# QMG - Quay Magnesium



## Joe Blow (23 June 2010)

Quay Magnesium Limited (QMG) is involved in magnesium refining and alloying. QMG operates magnesium alloying production plant in Nanjing, China. The company is ISO/TS 16949 accredited.

http://www.quaymagnesium.com


----------



## exberliner1 (22 November 2010)

QMG traded 46mn shares today about 15% of the register and closed up 20% at 1.2c

They have an AGM on Friday at which shareholders will be asked to vote on a chinese guy called Mr Fan buying 125mn shares at 1.6c (above the market close of 1.2c today).

That will leave QMG with a mkt cap of $5.1mn of which $2mn will be cash.

Their Mg plant in China is profitable but the company is currently being held back by servicing its $3.6mn debt pile.

Depending on how you value it the Mg plant is worth anywhere between $20mn and $50mn.
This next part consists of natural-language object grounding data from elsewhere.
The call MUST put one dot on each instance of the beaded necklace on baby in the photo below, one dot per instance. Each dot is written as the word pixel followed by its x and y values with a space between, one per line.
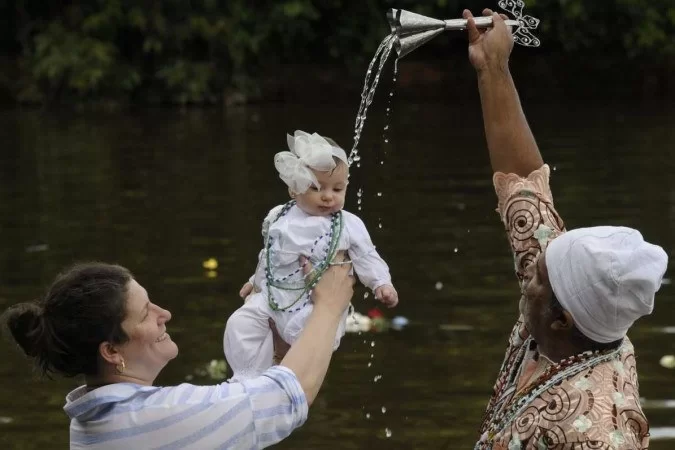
pixel 554 374
pixel 334 233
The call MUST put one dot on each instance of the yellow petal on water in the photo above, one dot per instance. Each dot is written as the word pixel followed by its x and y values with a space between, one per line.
pixel 668 361
pixel 210 264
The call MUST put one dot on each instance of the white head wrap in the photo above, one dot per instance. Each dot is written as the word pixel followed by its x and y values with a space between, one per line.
pixel 605 277
pixel 307 151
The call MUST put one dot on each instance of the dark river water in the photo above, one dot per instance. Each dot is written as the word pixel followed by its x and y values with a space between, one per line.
pixel 162 191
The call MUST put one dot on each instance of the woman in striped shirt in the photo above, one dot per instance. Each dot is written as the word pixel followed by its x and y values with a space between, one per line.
pixel 97 321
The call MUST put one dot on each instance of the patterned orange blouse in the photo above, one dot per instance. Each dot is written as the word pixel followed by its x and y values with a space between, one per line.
pixel 596 408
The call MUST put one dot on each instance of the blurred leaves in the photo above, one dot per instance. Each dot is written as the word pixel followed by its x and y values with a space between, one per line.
pixel 194 52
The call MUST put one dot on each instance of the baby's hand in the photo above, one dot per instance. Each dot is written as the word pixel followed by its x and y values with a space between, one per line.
pixel 387 295
pixel 246 289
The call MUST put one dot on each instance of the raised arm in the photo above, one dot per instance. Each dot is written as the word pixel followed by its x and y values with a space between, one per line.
pixel 509 138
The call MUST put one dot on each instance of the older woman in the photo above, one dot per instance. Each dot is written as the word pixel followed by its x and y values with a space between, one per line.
pixel 569 378
pixel 96 320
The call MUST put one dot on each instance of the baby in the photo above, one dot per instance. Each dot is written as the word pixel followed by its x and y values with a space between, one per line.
pixel 314 226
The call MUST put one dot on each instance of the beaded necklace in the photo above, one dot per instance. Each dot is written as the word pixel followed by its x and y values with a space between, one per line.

There was an independent analyst report issued by QMG on 22nd October can someone please give it a quick look.

I read it over the weekend and believe that QMG is just about to be promoted from "dog" status to normal company status once the new share issue to Mr Fan goes through.

The new chinese investor will get seats on the board.

Why would he pay above market for his stake?

Does he have contacts in China to help increase QMG's profitability (just a guess .... I don't know).

I bought some QMG early this morning at 1c - surely 1.6c should now be an absolute minimum for the stock.

Have I missed anything or is this the bargain of the week?

Anyone got any comments.



EB


----------